Çaldıysan, cezasını çekmelisin. İşte zaten
bu yüzden Çinlilerin devlet erkine bakışı ile Rusların devlet erkine bakışları
hiç birbirine benzemiyor. Onlar liderlerine güveniyorlar ve bu yüzden
ülkelerinin daha iyi bir geleceğe ulaşması için ellerinden geleni yapıyorlar.
Rusya’da suçluların layık olduklarını
bulmuyor olmaları haırsızların sayısını arttırıyor, toplumsal yapı bozuluyor,
daha iyi bir gelecek için umut sahibi olunmasını engelleyen bir ortam ortaya
çıkıyor. Yakın bir geçmişte televizyonda daha önce finans bakanlığı yapmış,
milyarlarca ruble çalmış olan, yurtdışında saklanmaya devam eden birisi ile
gazetecinin yaptığı sohbette ‘ Sana ait olmayan bir ülkede yaşamak kolay değil’

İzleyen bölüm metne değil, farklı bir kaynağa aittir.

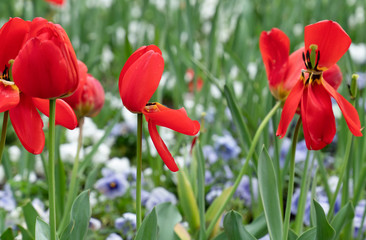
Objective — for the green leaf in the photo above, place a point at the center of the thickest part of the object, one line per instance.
(268, 188)
(234, 228)
(25, 233)
(343, 217)
(323, 229)
(30, 215)
(167, 216)
(42, 230)
(188, 201)
(7, 235)
(308, 235)
(149, 227)
(79, 219)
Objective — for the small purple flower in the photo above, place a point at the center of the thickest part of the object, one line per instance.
(159, 195)
(114, 236)
(126, 224)
(7, 200)
(213, 193)
(227, 147)
(247, 189)
(210, 154)
(112, 186)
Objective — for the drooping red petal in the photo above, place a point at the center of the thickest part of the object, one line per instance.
(275, 48)
(65, 116)
(176, 120)
(28, 125)
(138, 82)
(317, 117)
(349, 112)
(12, 36)
(333, 42)
(289, 109)
(9, 96)
(333, 76)
(161, 148)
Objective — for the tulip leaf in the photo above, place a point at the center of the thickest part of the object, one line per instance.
(324, 230)
(79, 219)
(234, 228)
(167, 216)
(7, 235)
(268, 188)
(30, 215)
(149, 227)
(187, 200)
(308, 235)
(343, 217)
(42, 230)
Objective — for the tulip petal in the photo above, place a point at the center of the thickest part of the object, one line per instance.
(289, 109)
(28, 125)
(332, 41)
(176, 120)
(140, 80)
(275, 48)
(349, 112)
(333, 76)
(65, 116)
(12, 36)
(9, 96)
(160, 146)
(318, 118)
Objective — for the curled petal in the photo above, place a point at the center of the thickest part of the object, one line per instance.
(160, 146)
(332, 41)
(290, 107)
(65, 116)
(28, 125)
(333, 76)
(275, 48)
(317, 117)
(176, 120)
(9, 96)
(349, 112)
(139, 79)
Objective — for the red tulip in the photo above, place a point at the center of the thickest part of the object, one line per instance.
(88, 99)
(46, 66)
(22, 108)
(325, 44)
(138, 81)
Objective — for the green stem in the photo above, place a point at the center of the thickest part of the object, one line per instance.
(51, 170)
(139, 170)
(290, 190)
(244, 168)
(73, 182)
(3, 134)
(341, 175)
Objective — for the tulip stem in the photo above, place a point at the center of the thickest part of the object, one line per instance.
(3, 134)
(138, 170)
(51, 169)
(244, 168)
(73, 181)
(290, 189)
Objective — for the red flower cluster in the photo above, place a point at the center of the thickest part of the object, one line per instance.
(44, 67)
(139, 78)
(310, 94)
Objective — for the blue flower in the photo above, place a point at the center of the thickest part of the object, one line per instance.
(246, 189)
(7, 200)
(114, 236)
(126, 224)
(112, 186)
(227, 147)
(159, 195)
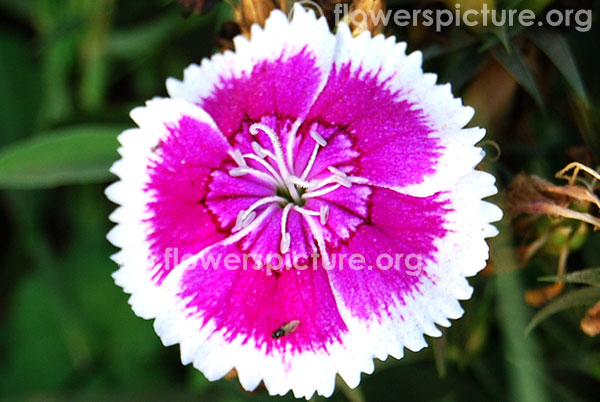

demişti. Fakat bunu işiten muhabir adeta duymamış gibi yapıp devamını
getirmemişti.
Hırsızı, üçkağıtçıyı yakalamak için adeta
kimse uğraşmıyor gibi. Neden? Neden böyle olduğu aslında çok belli, eğer suçlu
yakalanıp sorgulanmaya başlanırsa kendisi ile alakalı olan diğerlerini de
söyleyecekte o yüzden.
Yine televizyonda izlediğim başka bir
programdan bahsetmek istiyorum. Program Moskova bölgesinde düşmana karşı büyük
ve sert bir dirençle karşı koyup canından olanlar anısına dikilen bir anıt
hakkındaydı. Muhabir bu konudaki düşüncelerini almak için bölgede yaşayan
çocuklara sorular soruyordu; ‘Onlar gibi canınızı sakınmadan vatanınızı korumak
için savaşırmısınız’ diyordu. Çocuklar ise hiç düşünmeden tereddüt bile etmeden
‘hayır, niye ki’ diye cevep veriyorlardı. Çocuklar ‘ Onlar vatanları,
toprakları için canlarını esirgemediler. Biz canımızı ne için vereceğiz.
Topraklar artık bizim değil, zenginler onu satın aldılar. Ülke! O nedir ki!
Fridmanın bankaları m, yoksa Deripaske’nin yatlarımı?’
Duyduklarıma inanmak istemedim, fakat ne
kadar üzücüyse de, işte Rusya’nın aldığı yol bu.